I try to keep my voice low, but the pressure inside me is building.
“Not the future I want.” He reaches for my hand and I let him take it. “I want us to get married and start a family.”
“Don’t be silly,” I say, but I can tell by the look on his face he’s serious. “We just graduated.” I try to withdraw my hand,
but he pulls it closer to him.
“Let’s stop wasting time.” He’s kissing the place behind my ear. The place he knows drives me crazy. “Courtney and Kieron.
Sara and Neil. Jasmine and David. They’re all getting married. Sara’s already pregnant.”
I try to focus on what he’s saying, not what he’s doing. “What about our vow? We promised. We can’t give in to the government.
Not now…” I stop talking because he’s not listening. He’s wrapping his arms around me, secretly caressing the side of my breast.
My body flushes.
“Ethan, please,” I say, but I’m happy for my body’s response. He kisses a line from my ear to the nape of my neck. I enjoy
the sensation until I think of Braydon. “Ethan.” I wriggle free.
He clears his throat. “We’re adults now, Neva. We need to start acting like ones.”
Where’s all this coming from? “Some arbitrary date on the calendar and some ceremony doesn’t mean—”
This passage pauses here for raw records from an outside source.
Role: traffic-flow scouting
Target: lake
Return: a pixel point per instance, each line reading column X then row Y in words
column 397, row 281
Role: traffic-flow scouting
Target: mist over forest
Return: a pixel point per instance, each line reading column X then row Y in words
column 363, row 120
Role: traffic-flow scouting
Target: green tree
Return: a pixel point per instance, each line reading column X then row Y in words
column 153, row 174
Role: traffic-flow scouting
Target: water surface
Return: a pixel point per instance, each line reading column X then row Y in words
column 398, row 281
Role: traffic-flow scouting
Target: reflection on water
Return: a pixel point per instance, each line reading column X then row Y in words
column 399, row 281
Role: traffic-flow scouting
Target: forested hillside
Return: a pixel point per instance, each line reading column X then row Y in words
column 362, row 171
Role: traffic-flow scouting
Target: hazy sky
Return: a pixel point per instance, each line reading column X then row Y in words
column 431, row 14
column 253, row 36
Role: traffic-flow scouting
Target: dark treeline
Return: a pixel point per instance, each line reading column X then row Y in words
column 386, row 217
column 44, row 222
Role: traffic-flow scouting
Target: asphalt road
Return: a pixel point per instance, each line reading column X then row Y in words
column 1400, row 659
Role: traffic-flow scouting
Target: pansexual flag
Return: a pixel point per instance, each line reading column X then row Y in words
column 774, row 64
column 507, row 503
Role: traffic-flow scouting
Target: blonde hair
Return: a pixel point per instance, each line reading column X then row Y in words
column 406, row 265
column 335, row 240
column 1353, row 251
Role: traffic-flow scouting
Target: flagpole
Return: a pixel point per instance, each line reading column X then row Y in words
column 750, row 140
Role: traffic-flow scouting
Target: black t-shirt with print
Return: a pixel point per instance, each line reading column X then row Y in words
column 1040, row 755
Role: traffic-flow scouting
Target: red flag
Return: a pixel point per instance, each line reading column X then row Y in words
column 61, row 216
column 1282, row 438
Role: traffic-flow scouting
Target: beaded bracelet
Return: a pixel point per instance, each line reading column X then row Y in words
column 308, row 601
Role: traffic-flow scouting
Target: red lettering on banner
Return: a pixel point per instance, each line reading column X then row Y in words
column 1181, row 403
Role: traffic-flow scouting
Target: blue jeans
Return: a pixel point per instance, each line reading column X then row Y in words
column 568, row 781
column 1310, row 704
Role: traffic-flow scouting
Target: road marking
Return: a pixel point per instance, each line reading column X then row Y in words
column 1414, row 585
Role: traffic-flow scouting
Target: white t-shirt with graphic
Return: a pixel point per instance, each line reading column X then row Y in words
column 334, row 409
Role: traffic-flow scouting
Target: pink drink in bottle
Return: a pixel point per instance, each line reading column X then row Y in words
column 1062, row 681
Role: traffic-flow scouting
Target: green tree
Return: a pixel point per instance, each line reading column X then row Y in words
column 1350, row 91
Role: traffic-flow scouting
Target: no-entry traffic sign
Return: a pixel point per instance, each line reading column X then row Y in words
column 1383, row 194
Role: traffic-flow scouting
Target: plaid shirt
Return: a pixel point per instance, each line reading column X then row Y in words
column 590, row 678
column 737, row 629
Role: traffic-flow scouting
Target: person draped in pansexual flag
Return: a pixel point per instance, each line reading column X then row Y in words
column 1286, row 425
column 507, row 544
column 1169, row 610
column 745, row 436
“Neva, I need to tell you something,” he interrupts. But he doesn’t say anything. He removes his watch and places his hand,
palm-side up, on the table. There’s a thin red line, like a cat scratch, hidden among the blue veins in his wrist, the place
usually covered by his watch.
“What’s that?” I ask, and reach out to touch it, but he turns away. “Ethan?”
“It’s a tracking device. They implanted it after I was arrested.” His back is to me so it feels as if I’m eavesdropping. I
can’t have heard him right. A tracking device? “They said that they will track my movements. If I go a year without any other
incidents then they will remove the device.”
I don’t want him to turn around. I don’t want him to see the shocked look on my face. If I’m with him, the police know exactly
where to find me. He feels contaminated. I cross my arms tight across my chest. He’s waiting for me to say something, but
my mouth is dry.
“I can’t be caught gathering with other people with tracking devices,” he continues. “If they see a cluster of us together
for too long, they’ll bring us in.”
I look around. Are they watching us now? I want him to take it back. Tell me it’s a joke. He used to have such a wicked sense
of humor. He regularly reset the clock in our history class ahead fifteen minutes so we got out of school early. He always
slipped in later and changed it back so the teacher was none the wiser. He was always doing little pranks like that. But when
he turns toward me, I can see it’s no joke. His eyes appear darker, haunted, next to his pale skin. “How could you keep this
from me?”
“Because of that.” He points to my face. “That look.”
I try to change my expression, but my face feels set in stone.
“So much is changing, Neva. I wanted—no,
needed
—us to stay the same.” He moves in for a kiss. I am repelled, but I force myself to give him a quick peck on the lips.
“I love you,” he says.
“Why are you telling me this now?” I search his eyes for something familiar.
“I don’t want this to happen to you,” he says, glancing at the thin red line on his wrist. I don’t know if he means thetracking device or the way that it has drained the life out of him.
I caress his tiny scar with my finger. I can feel it there, right below the surface of his skin, a thin square. “Does it hurt?”
He shakes his head.
“I didn’t know that the government had started—”
“Me neither.”
“We’ve got to tell everyone. The government can’t do—”
“Please, Neva, no. I was forbidden to tell anyone.” He takes my hands in his. “Promise me.”